Yann écrase à ce moment-là son poing droit sur la pommette gauche de Gaëtan et ce dernier semble lui sourire, enfin satisfait.
- Il a l'air de se réveiller, lancé-je.
- Non, c'est juste pour faire diversion, mais crois-moi, il ne compte pas se battre.
- Je suis pas sûr que ce soit le meilleur moment d'aller lui parler, j'veux dire je suis fâchée contre lui, il le sait...
- Va falloir que tu fasses abstraction, m'interrompt-il, j'te demande pas de t'expliquer avec lui, ni de le pardonner, juste de laisser ça de côté le temps de lui dire de se bouger. S'il ne gagne pas, Echo aura pas son fric et il aura des problèmes, surtout s'il perd volontairement.
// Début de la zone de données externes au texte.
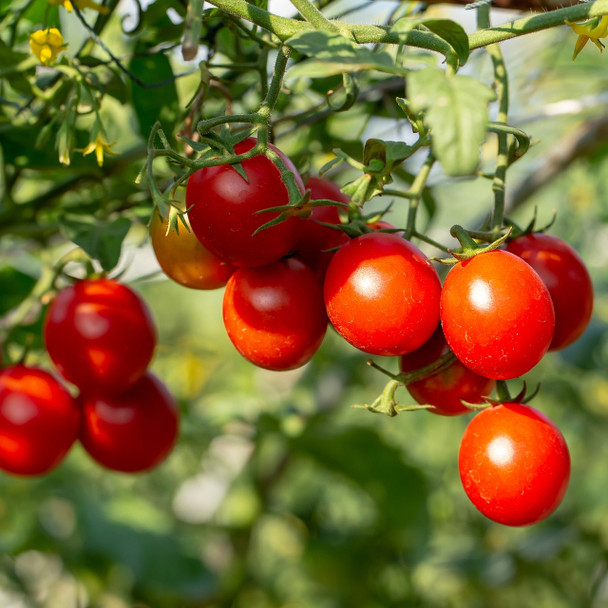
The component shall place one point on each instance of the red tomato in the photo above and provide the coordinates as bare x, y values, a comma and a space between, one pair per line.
100, 335
131, 432
184, 259
38, 421
382, 294
514, 464
567, 279
497, 315
446, 388
274, 314
223, 210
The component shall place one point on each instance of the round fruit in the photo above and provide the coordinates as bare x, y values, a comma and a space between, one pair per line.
274, 314
447, 388
131, 432
382, 294
223, 209
100, 335
184, 259
497, 315
567, 279
38, 421
514, 464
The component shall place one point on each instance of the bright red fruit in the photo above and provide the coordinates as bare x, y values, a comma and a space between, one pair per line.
382, 294
100, 335
567, 279
131, 432
274, 314
514, 464
38, 421
497, 315
223, 209
446, 388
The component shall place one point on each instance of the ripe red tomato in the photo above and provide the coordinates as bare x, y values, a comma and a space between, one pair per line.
100, 335
222, 208
446, 388
274, 314
567, 279
382, 294
131, 432
497, 315
38, 420
184, 259
514, 464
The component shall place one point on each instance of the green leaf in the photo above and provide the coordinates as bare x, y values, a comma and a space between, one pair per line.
456, 111
101, 240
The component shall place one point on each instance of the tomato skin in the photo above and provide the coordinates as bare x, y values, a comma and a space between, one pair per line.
100, 335
274, 314
184, 259
444, 389
497, 315
382, 294
38, 421
514, 464
132, 432
222, 209
567, 279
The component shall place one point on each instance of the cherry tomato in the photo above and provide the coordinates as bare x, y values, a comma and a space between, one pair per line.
274, 314
567, 279
382, 294
446, 388
131, 432
514, 464
100, 335
497, 315
38, 420
184, 259
223, 209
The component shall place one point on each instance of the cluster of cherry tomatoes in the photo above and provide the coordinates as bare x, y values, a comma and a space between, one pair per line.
101, 337
494, 318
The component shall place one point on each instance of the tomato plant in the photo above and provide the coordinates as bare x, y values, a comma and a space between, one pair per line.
514, 464
133, 431
567, 279
274, 314
100, 335
497, 315
38, 420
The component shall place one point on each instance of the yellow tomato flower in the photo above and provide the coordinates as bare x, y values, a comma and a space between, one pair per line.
593, 30
47, 44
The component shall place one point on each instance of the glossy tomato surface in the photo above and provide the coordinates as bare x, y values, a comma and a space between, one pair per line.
514, 464
447, 388
38, 421
132, 432
184, 259
223, 210
100, 335
497, 315
567, 279
274, 314
382, 294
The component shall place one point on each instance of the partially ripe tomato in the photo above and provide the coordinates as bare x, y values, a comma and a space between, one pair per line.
497, 315
184, 259
274, 314
567, 279
100, 335
382, 294
131, 432
514, 464
447, 388
223, 209
38, 421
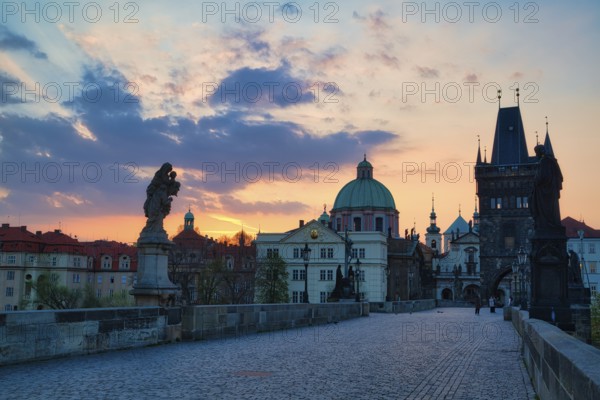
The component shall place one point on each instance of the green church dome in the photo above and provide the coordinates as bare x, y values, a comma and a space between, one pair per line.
364, 192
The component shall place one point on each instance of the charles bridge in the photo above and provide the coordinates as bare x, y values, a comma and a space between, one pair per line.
328, 351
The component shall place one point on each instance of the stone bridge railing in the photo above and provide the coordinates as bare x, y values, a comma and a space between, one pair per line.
560, 366
39, 335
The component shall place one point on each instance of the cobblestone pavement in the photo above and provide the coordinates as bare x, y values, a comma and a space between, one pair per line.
439, 354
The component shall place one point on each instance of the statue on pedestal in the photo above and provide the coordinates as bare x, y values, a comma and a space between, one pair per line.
547, 185
158, 199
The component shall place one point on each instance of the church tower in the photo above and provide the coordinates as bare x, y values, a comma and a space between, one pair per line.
433, 237
503, 188
188, 221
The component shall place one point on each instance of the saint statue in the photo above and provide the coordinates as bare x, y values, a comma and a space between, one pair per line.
158, 198
547, 185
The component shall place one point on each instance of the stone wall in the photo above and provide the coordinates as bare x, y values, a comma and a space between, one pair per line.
403, 306
560, 366
45, 334
207, 322
39, 335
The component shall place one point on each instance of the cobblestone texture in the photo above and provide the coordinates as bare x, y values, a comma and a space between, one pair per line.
438, 354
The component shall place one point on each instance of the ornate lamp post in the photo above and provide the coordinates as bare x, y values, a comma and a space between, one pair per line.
522, 259
357, 274
515, 268
306, 256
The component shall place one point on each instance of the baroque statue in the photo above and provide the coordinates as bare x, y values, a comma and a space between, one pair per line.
547, 185
158, 199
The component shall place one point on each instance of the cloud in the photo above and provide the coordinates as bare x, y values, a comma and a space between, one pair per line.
426, 72
13, 41
261, 87
264, 207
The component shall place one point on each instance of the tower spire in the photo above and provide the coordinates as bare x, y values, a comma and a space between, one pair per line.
478, 150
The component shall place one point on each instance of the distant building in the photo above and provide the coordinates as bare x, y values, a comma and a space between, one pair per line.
585, 242
190, 267
108, 267
503, 186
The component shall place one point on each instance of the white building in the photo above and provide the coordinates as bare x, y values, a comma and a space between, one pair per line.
585, 242
327, 253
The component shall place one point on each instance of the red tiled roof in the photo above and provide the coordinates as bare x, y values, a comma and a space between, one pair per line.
572, 226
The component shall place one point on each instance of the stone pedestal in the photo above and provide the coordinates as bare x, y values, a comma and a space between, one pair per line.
153, 287
549, 276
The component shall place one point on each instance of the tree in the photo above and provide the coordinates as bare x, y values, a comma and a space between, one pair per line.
271, 281
51, 294
595, 311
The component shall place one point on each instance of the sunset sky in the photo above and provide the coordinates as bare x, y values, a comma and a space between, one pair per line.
265, 108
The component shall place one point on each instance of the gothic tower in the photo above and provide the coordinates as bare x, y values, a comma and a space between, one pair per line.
503, 188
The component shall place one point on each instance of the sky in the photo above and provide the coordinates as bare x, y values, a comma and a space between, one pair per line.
265, 108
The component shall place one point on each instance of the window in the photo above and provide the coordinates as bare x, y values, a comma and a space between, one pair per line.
271, 253
297, 296
125, 262
496, 203
379, 224
522, 202
298, 275
326, 275
323, 297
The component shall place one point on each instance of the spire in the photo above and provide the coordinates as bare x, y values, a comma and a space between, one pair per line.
547, 143
510, 146
478, 150
364, 169
433, 228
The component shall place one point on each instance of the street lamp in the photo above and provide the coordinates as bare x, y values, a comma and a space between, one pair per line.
515, 268
522, 259
357, 274
306, 256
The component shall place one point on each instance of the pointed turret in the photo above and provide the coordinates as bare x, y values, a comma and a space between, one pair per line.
547, 142
478, 150
510, 146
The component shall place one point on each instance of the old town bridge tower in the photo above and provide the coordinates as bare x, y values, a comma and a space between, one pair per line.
503, 187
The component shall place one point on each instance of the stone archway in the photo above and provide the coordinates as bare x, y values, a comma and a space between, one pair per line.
447, 294
471, 292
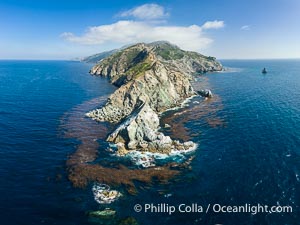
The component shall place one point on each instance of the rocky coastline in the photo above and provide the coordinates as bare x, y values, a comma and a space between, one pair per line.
151, 78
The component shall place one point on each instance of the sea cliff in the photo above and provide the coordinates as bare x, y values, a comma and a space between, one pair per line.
151, 78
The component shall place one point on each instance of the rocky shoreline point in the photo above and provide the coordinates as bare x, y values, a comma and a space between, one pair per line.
151, 79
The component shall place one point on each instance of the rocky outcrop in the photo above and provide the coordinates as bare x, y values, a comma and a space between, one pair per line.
140, 131
151, 79
160, 72
205, 93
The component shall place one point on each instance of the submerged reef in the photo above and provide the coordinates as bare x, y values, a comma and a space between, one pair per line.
152, 80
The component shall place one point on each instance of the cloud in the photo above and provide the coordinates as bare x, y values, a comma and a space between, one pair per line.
245, 27
127, 32
146, 12
213, 24
146, 26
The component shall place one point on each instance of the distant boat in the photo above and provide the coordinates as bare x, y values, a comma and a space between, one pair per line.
264, 70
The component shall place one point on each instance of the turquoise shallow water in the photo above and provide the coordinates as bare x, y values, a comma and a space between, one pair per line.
248, 145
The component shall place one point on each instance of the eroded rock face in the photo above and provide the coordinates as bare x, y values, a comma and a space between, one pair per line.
151, 78
140, 131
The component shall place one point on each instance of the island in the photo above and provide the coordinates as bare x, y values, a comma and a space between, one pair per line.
151, 78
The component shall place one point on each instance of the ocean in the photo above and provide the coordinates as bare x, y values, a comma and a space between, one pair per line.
248, 152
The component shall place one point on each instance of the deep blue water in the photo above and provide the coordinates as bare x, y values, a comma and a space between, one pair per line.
251, 156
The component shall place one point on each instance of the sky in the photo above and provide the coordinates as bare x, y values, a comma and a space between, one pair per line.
231, 29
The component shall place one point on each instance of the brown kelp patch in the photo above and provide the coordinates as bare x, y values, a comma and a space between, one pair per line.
81, 165
205, 109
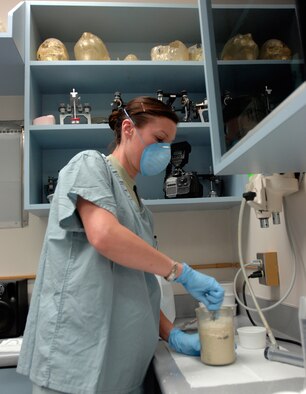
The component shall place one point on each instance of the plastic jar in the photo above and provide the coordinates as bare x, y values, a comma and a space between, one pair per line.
216, 330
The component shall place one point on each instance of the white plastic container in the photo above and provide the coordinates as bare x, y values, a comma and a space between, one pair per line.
167, 304
252, 337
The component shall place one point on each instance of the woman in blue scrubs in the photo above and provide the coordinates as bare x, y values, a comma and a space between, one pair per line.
94, 318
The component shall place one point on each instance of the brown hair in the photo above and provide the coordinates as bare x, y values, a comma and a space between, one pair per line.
140, 110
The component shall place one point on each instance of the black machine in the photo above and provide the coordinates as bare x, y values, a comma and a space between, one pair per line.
179, 183
13, 308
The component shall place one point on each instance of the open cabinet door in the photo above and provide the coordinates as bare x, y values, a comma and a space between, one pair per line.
11, 175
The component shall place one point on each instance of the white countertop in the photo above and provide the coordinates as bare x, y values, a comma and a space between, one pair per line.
251, 373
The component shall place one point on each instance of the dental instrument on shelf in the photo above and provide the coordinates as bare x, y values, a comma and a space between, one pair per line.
265, 194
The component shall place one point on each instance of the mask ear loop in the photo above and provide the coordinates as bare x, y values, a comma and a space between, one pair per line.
128, 116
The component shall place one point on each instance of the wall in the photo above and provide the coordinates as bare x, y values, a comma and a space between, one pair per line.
196, 237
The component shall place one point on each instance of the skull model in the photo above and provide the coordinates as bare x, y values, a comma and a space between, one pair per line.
275, 50
90, 47
52, 49
240, 47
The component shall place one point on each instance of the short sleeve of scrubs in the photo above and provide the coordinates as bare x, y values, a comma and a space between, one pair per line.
87, 175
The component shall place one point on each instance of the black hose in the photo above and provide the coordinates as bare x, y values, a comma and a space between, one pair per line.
253, 322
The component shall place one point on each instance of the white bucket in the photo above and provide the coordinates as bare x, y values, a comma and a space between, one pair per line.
167, 304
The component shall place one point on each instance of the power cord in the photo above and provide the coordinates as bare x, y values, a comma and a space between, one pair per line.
258, 274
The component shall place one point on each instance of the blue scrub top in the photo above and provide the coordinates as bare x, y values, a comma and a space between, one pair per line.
93, 324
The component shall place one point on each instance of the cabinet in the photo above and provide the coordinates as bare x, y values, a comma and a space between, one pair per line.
12, 53
276, 143
125, 28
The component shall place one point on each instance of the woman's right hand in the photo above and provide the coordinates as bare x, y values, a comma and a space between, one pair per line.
202, 287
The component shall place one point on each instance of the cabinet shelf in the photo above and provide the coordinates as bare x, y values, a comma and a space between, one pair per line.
48, 84
254, 75
276, 144
93, 136
111, 76
168, 205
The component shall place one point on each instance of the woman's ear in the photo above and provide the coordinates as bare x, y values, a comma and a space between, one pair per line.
127, 128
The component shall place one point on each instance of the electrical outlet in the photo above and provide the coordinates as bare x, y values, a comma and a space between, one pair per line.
270, 269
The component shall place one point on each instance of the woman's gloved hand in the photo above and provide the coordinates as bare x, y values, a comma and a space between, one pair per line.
202, 287
182, 342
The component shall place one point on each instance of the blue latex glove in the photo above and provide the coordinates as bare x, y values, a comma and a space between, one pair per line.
202, 287
182, 342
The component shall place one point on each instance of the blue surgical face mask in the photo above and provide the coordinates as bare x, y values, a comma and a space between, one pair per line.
155, 157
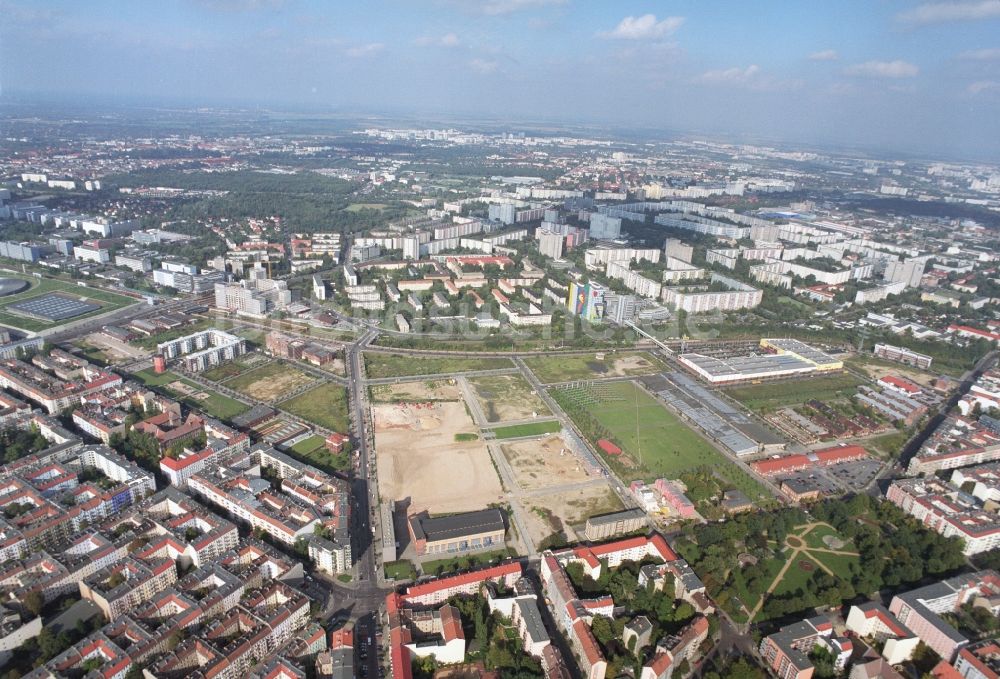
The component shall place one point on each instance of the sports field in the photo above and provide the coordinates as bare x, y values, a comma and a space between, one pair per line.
774, 395
212, 403
312, 450
108, 301
553, 369
653, 441
379, 365
325, 405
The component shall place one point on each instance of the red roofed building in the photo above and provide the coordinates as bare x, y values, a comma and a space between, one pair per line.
781, 465
335, 442
439, 591
838, 454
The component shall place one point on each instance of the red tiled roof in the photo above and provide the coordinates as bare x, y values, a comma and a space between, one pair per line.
608, 447
898, 382
781, 464
464, 579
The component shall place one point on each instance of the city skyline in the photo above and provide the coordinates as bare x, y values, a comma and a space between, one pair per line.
908, 76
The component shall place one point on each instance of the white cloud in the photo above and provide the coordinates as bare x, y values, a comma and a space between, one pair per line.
365, 50
884, 69
983, 86
483, 66
645, 27
446, 40
731, 75
981, 55
956, 10
823, 55
498, 7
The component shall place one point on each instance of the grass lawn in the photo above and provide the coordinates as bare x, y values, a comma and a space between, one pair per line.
215, 405
838, 563
400, 570
814, 539
796, 577
774, 395
772, 568
549, 369
313, 451
654, 441
307, 446
530, 429
325, 405
108, 301
269, 381
465, 561
379, 365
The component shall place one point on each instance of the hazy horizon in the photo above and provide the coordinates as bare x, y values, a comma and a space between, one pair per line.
916, 77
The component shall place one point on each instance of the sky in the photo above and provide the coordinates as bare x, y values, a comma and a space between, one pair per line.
903, 75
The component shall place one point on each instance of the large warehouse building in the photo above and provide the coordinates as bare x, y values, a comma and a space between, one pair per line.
467, 532
780, 358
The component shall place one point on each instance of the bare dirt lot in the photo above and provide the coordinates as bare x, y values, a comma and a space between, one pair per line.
414, 392
568, 511
630, 365
504, 398
419, 458
270, 382
537, 463
915, 376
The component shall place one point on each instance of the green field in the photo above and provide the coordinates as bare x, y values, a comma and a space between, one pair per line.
400, 570
530, 429
215, 404
312, 450
556, 368
167, 335
325, 405
269, 381
378, 365
654, 441
796, 577
109, 301
774, 395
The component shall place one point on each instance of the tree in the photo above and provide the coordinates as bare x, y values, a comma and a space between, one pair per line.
33, 602
601, 627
Je perds mon regard face à moi et observe la scène sans vraiment le faire, puis les mots qu'Echo a prononcés lorsque nous avons été le voir résonnent dans ma tête. Ce que Yann redoute, c'est que je prenne la fuite si je venais à le voir tel qu'il est quand il se bat ici... Alors je dois le persuader que ça n'arrivera pas.
La voix du chef de gang retentit tout à coup dans le gymnase et annonce enfin la fin du premier round. Son ton est cassant, il est clairement mécontent et le regard qu'il adresse à Yann ne présage rien de bon.
Ce dernier se redresse, baisse sa garde sans y prêter attention, puis quitte la zone de combat pour disparaître par une petite porte. Kévin me fait signe de la tête pour me faire comprendre que c'est le moment de le rejoindre.
Je me lève, hésitante, puis lui lance un dernier regard.
- Traîne pas, t'a cinq minutes, précise-t-il.
J'acquiesce et prends alors mon courage à deux mains, puis me fraie un chemin jusqu'à la pièce où Yann s'est engouffré. Une fois devant la porte, j'inspire, expire, saisis la poignée et ouvre.